Coherencia y claridad. Así calificaría a Octavio Paz. Su poesía y ensayo someten a quien lo lee a un profundo estado de reflexión. Detienen el tiempo y abren la mente. No deseo escribir sobre los premios que recibió o los trabajos que examinan su fuerza vital y su vastísima obra, sino compartir una nota personal, a propósito del 108 aniversario del natalicio de nuestro mexicano universal y del depósito, el 31 de marzo pasado, de sus cenizas y las de Marie José Tramini, su pareja, en y desde la enigmática India, en el Antiguo Colegio de San Ildefonso. Son «polvo enamorado», recordando a Quevedo.
Escuché de Paz en mis clases de secundaria. No era yo un lector de poesía, aunque sí de literatura, de aquí y de allá, sin un orden o rumbo determinados. Durante mis estudios preparatorianos, al contrario, leí poesía y novela con intensidad y de manera más estructurada. Influido y motivado por mi relación cercana, la mayoría de las veces, con algunas escritoras y algunos escritores de distintas edades y géneros. ¿Qué joven, con aspiraciones de ser algo más que lo que es, no leería poesía?, ¿quién no se entregaría a los brazos de la literatura en esos años de definición?, ¿cómo no elegir a un escritor o a una escritora como guía?
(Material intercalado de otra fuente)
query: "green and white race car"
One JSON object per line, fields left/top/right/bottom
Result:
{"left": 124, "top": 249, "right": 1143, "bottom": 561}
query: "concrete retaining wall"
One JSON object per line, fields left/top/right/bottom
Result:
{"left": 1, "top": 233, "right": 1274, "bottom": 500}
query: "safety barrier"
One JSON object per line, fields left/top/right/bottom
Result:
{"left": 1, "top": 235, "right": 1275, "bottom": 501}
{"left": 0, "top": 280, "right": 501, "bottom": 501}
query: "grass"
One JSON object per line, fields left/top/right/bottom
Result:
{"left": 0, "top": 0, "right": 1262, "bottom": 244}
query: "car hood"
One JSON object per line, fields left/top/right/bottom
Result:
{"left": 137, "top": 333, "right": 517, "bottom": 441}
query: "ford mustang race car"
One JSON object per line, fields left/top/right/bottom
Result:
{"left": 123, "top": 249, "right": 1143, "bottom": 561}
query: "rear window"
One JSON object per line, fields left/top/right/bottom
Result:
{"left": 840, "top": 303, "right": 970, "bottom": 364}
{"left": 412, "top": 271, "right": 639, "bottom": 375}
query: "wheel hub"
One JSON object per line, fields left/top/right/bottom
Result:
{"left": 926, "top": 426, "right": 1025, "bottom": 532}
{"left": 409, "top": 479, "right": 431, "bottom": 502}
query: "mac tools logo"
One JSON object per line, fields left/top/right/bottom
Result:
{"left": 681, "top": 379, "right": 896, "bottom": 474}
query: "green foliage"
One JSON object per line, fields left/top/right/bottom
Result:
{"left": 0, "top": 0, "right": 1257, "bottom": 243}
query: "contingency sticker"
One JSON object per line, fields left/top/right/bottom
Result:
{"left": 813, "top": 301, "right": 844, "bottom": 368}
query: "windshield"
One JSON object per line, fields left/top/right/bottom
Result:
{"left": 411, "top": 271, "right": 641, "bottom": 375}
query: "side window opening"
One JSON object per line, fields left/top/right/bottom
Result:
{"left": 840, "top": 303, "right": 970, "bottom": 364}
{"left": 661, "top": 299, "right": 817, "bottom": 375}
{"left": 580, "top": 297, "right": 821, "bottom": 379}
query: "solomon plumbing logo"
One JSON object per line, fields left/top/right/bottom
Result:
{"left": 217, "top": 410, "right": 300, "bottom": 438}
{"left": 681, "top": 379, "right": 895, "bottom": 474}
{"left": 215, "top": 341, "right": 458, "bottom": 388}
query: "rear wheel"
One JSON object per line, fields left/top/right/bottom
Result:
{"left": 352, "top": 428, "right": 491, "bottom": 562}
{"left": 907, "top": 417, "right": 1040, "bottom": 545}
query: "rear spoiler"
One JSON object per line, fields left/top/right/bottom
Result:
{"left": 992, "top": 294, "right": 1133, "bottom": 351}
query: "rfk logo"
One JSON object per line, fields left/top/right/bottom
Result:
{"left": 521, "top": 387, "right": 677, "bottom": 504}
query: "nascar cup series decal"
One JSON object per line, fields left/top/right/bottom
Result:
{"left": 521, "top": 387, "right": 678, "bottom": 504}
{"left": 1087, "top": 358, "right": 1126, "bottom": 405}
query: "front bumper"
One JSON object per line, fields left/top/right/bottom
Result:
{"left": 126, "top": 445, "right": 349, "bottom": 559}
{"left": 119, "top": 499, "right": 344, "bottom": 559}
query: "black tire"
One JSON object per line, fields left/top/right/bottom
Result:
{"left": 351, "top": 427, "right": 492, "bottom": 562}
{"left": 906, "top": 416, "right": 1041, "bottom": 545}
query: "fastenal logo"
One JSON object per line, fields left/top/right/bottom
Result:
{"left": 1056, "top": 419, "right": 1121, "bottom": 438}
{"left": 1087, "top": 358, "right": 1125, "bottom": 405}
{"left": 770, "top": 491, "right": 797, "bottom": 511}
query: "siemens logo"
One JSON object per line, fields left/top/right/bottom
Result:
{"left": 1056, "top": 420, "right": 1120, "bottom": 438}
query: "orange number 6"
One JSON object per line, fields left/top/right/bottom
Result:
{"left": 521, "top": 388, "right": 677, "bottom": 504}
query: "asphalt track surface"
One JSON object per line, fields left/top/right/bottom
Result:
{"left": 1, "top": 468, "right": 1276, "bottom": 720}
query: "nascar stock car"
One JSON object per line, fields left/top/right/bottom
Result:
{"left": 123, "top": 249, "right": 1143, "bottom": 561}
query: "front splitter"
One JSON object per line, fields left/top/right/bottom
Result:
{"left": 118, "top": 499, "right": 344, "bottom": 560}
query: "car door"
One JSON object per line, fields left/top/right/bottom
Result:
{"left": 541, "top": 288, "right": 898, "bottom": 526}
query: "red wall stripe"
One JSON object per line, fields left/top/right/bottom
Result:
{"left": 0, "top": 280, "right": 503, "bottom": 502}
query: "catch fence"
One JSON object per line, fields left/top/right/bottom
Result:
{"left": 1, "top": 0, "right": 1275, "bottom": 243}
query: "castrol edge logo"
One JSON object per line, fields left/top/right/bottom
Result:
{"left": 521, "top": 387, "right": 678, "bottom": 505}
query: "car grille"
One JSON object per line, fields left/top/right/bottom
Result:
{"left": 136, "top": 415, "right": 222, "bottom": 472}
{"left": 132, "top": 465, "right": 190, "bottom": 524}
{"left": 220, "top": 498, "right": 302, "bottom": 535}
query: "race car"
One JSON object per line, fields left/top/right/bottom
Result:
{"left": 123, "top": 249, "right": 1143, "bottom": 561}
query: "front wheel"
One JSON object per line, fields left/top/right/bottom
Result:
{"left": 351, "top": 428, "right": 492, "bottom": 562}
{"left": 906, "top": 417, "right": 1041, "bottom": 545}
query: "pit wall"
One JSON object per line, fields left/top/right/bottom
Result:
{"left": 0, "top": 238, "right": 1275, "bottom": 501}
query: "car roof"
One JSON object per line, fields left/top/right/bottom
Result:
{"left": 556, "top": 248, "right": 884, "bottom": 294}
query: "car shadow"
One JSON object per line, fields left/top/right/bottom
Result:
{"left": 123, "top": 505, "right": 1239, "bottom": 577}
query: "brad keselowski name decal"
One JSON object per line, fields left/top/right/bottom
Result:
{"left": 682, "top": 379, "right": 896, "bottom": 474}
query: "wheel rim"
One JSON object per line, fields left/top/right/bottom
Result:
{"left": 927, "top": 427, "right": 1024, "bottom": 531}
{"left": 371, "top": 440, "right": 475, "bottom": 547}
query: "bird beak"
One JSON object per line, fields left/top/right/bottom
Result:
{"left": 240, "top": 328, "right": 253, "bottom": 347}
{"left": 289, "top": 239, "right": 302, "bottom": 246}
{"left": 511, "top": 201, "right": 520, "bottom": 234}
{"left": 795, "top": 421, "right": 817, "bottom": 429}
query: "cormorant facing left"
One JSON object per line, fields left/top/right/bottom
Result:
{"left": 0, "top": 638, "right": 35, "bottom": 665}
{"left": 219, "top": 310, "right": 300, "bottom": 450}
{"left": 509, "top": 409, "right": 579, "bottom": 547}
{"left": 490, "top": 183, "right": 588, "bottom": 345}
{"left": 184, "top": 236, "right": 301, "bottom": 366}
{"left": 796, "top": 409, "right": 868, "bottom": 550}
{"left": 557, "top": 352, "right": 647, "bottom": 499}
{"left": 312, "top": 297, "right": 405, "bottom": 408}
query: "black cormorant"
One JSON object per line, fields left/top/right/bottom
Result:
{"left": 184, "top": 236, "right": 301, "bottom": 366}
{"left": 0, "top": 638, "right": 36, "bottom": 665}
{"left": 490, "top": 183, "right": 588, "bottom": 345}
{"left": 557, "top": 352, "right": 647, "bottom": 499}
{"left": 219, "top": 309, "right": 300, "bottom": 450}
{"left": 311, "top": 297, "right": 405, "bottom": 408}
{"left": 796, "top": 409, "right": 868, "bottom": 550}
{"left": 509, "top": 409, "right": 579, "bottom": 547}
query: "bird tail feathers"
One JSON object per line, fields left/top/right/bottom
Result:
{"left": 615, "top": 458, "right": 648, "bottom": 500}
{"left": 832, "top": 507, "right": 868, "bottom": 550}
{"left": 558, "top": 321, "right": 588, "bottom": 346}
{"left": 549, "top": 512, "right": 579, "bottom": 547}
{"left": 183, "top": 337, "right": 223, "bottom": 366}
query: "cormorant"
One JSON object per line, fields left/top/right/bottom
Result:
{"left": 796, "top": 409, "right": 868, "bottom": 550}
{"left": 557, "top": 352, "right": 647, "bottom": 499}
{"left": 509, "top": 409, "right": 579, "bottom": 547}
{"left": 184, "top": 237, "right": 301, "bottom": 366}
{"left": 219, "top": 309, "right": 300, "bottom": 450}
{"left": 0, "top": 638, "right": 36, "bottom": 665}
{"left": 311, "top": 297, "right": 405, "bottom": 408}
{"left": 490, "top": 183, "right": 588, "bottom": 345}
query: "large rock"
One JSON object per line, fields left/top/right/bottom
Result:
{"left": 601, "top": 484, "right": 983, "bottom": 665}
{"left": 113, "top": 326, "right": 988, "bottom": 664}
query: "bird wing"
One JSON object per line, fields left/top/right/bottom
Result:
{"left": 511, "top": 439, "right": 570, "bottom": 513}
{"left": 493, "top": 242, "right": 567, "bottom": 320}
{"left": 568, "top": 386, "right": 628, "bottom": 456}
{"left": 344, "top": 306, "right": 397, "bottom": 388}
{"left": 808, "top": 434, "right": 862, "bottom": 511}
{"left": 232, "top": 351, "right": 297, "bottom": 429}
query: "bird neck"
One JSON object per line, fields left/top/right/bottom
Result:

Al caminar entre mi ciudad de origen y la ciudad de mis estudios universitarios, Paz se volvió mi acompañante. Las múltiples ediciones de su obra poética y ensayística, algunas compradas y otras –la mayoría– leída por préstamos bibliotecarios, tuvieron un lugar especial en mis horas despierto, robándole, como cualquier extranjero, tiempo a la noche. Él me ayudó a entender la cosa pública y los temas políticos –mis intereses profesionales–, y a ver a México con su genialidad. Nunca dejó de pensar su país. Pero, como resulta habitual, frente al ensayo, la poesía se levanta como una enredadera inmarcesible que cubre todo, porque todo está a su merced.
Desde esa no tan cronológica lejana juventud, «Piedra de sol» ha sido un poema al que recurro con mucha frecuencia por su musicalidad y por la belleza de sus metáforas. Unos versos y todo mejora.
un sauce de cristal, un chopo de agua,
un alto surtidor que el viento arquea,
un árbol bien plantado mas danzante,
un caminar de río que se curva,
avanza, retrocede, da un rodeo
y llega siempre:
[…]
Treinta y seis palabras están en ese fragmento. Casi todo está dicho. La fuente, el retorno y el sentido; la vida y el tiempo; la fuerza. Sólo resta callar y contemplar la eternidad.
La obra y la persona no escaparon de la polémica. Él nunca le rehuyó. De eso se trata la libertad creativa y la libertad de ser que tanto defendió frente a los déspotas y a los autócratas. Su poesía es inspiración, pero también es posición.
José Emilio Pacheco dijo: «Tengo tres ejemplares de Piedra de sol: uno para leer, otro para releer y el último para ser enterrado con él.» Así hay que vivir y despedirse: en armonía con las palabras.